Eventually consistent distributed STM

An implementation based on a paper I posted on LtU a couple years ago. It turned out to offer a great programming model, which looks like REST but dynamic, like Google Docs vs. a static Web site. The eventual consistency aspect allows server scalability and offline modification of data for clients. Versions merge later when connectivity is back, like distributed source control. link

Comment viewing options

Select your preferred way to display the comments and click "Save settings" to activate your changes.

Types for Eventual Consistency

From the blog:

Updates are accepted immediately, and conflicts resolved later between versions in a deterministic way on all machines. This resolution is currently arbitrary, the system just picks a version.

For partitioning tolerance, you might interested in pursuing cloud types for eventual consistency rather than whatever ad-hoc mechanism you're currently using.
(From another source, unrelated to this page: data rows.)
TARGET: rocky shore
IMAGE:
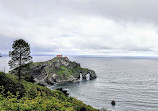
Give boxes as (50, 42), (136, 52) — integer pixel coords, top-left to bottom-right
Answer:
(11, 57), (97, 86)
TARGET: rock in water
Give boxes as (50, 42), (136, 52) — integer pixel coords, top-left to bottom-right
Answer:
(11, 57), (97, 85)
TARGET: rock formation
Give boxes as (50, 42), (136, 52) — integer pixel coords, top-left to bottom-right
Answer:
(12, 57), (97, 85)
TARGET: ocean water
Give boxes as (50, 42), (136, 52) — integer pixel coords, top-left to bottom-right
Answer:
(0, 56), (158, 111)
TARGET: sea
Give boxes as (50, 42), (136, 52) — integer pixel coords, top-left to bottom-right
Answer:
(0, 56), (158, 111)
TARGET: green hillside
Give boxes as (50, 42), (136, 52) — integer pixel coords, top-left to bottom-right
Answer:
(0, 72), (97, 111)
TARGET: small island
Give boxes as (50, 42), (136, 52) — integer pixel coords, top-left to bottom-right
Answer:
(10, 55), (97, 86)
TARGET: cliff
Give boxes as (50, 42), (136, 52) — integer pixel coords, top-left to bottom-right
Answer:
(12, 57), (97, 85)
(0, 72), (98, 111)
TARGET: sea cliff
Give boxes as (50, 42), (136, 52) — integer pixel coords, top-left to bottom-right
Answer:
(11, 57), (97, 86)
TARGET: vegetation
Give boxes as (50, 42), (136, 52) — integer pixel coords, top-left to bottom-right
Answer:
(0, 72), (97, 111)
(8, 39), (32, 80)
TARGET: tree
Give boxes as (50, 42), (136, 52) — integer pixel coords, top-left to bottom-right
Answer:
(8, 39), (32, 80)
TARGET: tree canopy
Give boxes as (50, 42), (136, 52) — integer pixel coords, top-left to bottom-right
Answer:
(8, 39), (32, 80)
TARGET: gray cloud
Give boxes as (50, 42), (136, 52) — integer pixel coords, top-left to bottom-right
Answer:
(0, 0), (158, 55)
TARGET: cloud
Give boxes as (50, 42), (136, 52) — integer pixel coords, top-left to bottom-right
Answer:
(0, 0), (158, 55)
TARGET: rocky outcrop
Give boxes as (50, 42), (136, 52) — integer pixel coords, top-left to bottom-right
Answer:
(10, 57), (97, 85)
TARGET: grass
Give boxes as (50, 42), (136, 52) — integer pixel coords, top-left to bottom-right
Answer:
(0, 72), (97, 111)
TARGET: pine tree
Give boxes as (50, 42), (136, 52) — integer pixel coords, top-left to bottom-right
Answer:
(8, 39), (32, 80)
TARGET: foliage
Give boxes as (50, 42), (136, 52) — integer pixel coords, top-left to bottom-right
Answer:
(8, 39), (32, 80)
(0, 72), (97, 111)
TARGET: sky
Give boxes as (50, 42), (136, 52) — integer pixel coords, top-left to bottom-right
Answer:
(0, 0), (158, 56)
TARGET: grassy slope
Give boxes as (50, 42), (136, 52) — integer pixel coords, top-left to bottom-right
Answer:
(0, 72), (97, 111)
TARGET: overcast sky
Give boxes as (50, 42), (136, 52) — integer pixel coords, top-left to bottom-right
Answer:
(0, 0), (158, 56)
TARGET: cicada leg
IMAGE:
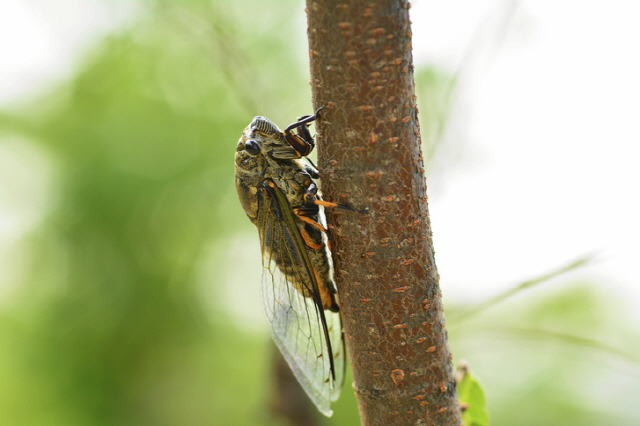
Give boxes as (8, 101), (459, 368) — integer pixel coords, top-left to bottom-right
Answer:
(282, 106), (324, 157)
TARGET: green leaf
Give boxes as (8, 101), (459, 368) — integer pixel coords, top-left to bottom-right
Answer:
(458, 371), (489, 426)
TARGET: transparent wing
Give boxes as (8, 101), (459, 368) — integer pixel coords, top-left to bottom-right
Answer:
(258, 181), (345, 416)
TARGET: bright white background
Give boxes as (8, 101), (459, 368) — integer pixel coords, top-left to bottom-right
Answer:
(0, 0), (640, 324)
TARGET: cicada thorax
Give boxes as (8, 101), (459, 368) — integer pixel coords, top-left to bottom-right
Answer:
(267, 170), (338, 312)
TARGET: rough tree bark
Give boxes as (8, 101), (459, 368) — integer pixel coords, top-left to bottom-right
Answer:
(307, 0), (461, 425)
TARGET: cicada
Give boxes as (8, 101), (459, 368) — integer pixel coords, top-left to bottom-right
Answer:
(235, 109), (345, 416)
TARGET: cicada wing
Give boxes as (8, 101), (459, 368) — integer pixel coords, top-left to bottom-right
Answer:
(257, 181), (345, 416)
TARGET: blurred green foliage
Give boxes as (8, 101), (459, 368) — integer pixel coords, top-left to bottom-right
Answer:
(0, 1), (637, 426)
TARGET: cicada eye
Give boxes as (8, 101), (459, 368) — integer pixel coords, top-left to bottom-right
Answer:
(244, 139), (260, 155)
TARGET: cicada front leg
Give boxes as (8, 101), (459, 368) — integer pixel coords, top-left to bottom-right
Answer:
(282, 106), (324, 157)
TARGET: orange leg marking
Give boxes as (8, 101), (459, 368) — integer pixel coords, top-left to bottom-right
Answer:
(300, 229), (322, 250)
(293, 213), (327, 232)
(313, 200), (340, 207)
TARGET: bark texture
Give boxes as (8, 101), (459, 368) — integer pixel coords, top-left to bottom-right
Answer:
(307, 0), (461, 425)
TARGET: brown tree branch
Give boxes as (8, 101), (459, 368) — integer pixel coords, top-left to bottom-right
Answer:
(307, 0), (461, 425)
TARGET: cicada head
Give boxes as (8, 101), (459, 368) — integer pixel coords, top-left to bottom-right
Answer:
(235, 119), (267, 221)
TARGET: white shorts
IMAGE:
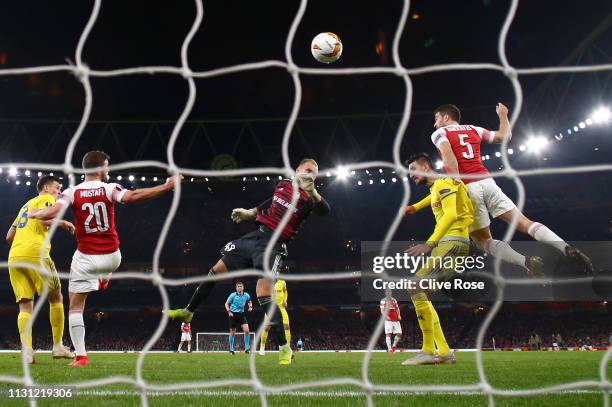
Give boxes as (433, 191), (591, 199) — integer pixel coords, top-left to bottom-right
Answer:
(68, 249), (121, 293)
(385, 321), (402, 335)
(466, 178), (516, 232)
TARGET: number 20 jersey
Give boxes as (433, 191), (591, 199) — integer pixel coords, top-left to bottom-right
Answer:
(431, 125), (495, 184)
(58, 181), (126, 254)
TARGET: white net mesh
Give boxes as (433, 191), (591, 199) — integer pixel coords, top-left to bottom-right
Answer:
(0, 0), (612, 406)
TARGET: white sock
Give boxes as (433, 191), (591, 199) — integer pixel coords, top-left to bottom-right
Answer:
(393, 335), (402, 348)
(527, 222), (568, 254)
(68, 312), (87, 356)
(485, 239), (525, 267)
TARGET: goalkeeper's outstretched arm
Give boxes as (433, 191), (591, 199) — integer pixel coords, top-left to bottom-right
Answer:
(121, 175), (183, 203)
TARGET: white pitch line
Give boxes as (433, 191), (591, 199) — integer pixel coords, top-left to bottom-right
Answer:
(68, 389), (601, 398)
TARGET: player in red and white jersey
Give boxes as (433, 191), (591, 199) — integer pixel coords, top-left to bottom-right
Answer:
(380, 297), (402, 353)
(30, 151), (177, 366)
(176, 322), (191, 353)
(405, 103), (593, 275)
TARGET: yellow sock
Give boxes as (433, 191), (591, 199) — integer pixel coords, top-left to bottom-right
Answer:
(429, 301), (450, 356)
(259, 329), (268, 350)
(17, 311), (32, 348)
(285, 328), (291, 346)
(411, 293), (436, 355)
(49, 302), (64, 345)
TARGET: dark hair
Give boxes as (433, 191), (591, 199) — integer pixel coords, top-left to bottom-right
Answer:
(83, 150), (110, 170)
(36, 175), (60, 192)
(406, 153), (433, 168)
(434, 105), (461, 123)
(298, 158), (319, 167)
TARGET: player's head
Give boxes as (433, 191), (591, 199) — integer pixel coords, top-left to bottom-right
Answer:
(406, 153), (434, 185)
(295, 158), (319, 179)
(434, 105), (461, 129)
(83, 150), (110, 182)
(36, 175), (62, 199)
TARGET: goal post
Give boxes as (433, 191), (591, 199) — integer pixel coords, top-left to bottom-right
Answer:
(196, 332), (256, 352)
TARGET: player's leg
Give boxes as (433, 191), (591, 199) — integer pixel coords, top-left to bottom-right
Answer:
(470, 226), (544, 276)
(68, 250), (121, 366)
(17, 298), (34, 363)
(467, 179), (542, 275)
(384, 320), (393, 352)
(385, 333), (392, 352)
(497, 207), (593, 273)
(68, 292), (89, 364)
(164, 259), (228, 323)
(229, 328), (236, 355)
(402, 241), (469, 365)
(391, 321), (402, 352)
(280, 307), (291, 347)
(242, 324), (251, 353)
(259, 314), (270, 356)
(9, 266), (36, 363)
(255, 278), (292, 365)
(253, 247), (292, 365)
(47, 259), (74, 359)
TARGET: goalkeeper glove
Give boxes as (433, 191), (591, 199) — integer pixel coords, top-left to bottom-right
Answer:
(98, 273), (113, 290)
(232, 208), (257, 223)
(295, 173), (319, 199)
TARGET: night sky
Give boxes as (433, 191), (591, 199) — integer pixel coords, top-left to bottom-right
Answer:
(0, 0), (612, 169)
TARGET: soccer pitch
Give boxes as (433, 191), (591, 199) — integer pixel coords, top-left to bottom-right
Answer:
(0, 352), (610, 407)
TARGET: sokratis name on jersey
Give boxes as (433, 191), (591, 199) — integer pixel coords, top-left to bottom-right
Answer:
(442, 124), (474, 131)
(78, 187), (106, 198)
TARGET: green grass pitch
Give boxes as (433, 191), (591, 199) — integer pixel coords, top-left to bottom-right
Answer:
(0, 352), (610, 407)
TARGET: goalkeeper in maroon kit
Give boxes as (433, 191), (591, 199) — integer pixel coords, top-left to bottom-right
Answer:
(165, 158), (330, 365)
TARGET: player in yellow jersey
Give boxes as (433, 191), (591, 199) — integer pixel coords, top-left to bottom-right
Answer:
(6, 175), (74, 363)
(259, 280), (291, 356)
(402, 153), (474, 365)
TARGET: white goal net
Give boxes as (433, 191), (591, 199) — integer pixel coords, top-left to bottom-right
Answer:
(0, 0), (612, 406)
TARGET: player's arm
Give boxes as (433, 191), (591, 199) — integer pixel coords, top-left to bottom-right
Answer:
(117, 175), (183, 203)
(28, 198), (74, 235)
(6, 225), (17, 246)
(283, 283), (289, 308)
(489, 103), (512, 144)
(400, 194), (431, 216)
(438, 140), (461, 184)
(312, 194), (331, 216)
(232, 198), (272, 223)
(28, 199), (62, 222)
(296, 174), (331, 216)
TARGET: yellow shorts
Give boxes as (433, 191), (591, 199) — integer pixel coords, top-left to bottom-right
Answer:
(9, 257), (62, 302)
(264, 306), (289, 325)
(416, 240), (470, 280)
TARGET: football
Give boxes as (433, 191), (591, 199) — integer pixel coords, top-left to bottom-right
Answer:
(310, 32), (342, 64)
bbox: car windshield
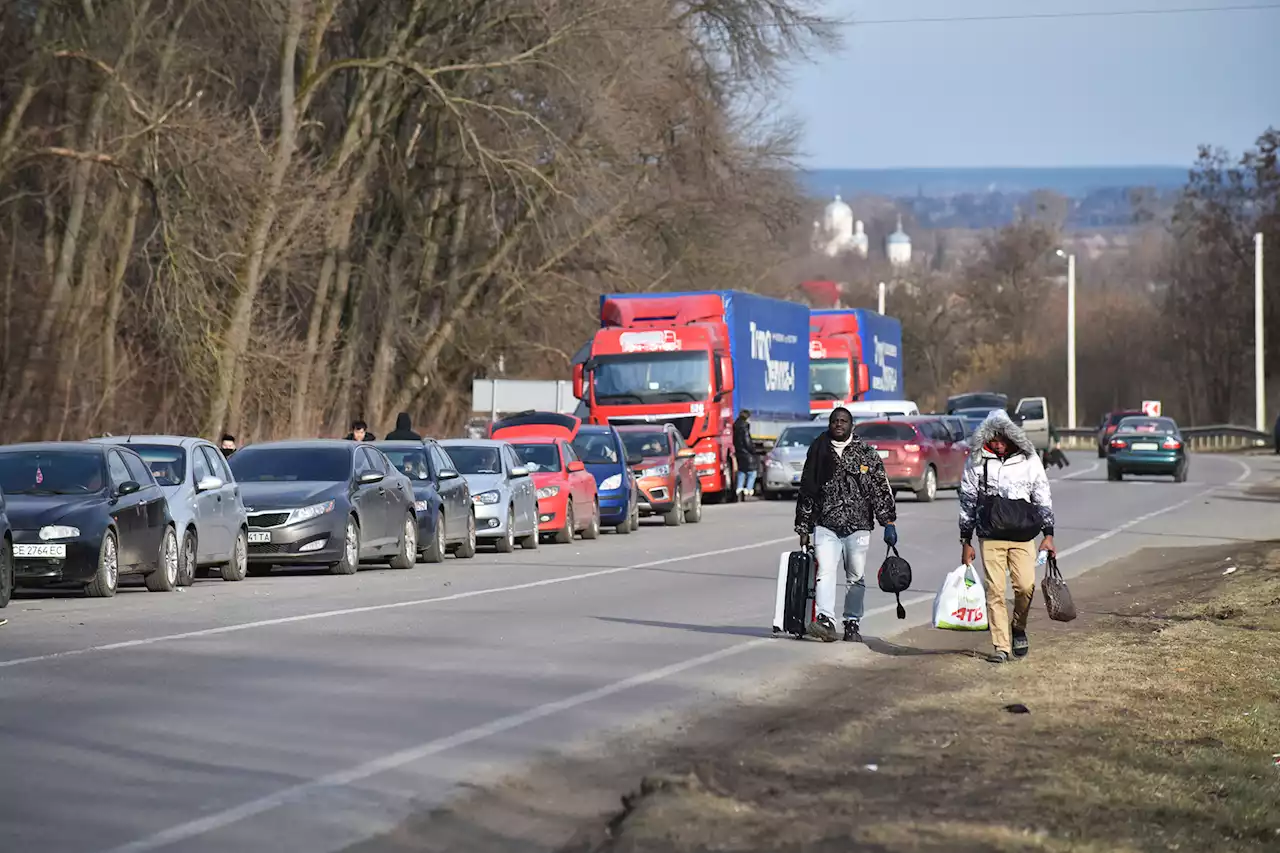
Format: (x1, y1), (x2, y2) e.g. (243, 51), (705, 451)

Similarly, Logoot: a P2P collaborative editing system describes a commutative replicated data type aimed at text editing. (These types would mostly support update arbitration, orthogonal to to the transactions model.)

Full partitioning transparency is a bad idea, as there are often timing-sensitive operations in real-time systems. How do you make partitioning observable to interested subprograms of a web-app or server?


Existing eventual consistency systems do not seem to fit well with transaction-based updates. A transaction can modify an arbitrary number of objects, and the system cannot reorder only part of it without breaking the semantic. It has to order the whole transaction against others, and cloud types work at the object granularity. I have not figured out the exact pro and cons of each approach, but one benefit I see is that if you modify a large number of objects in a transaction, you still only create one timestamp, so overhead might be lower.

Updates inside a transaction are actually extremely fast, in the hundreds of millions per second. The overhead comes later, but only once, when the transaction is committed, gets the vector clock info and is serialized.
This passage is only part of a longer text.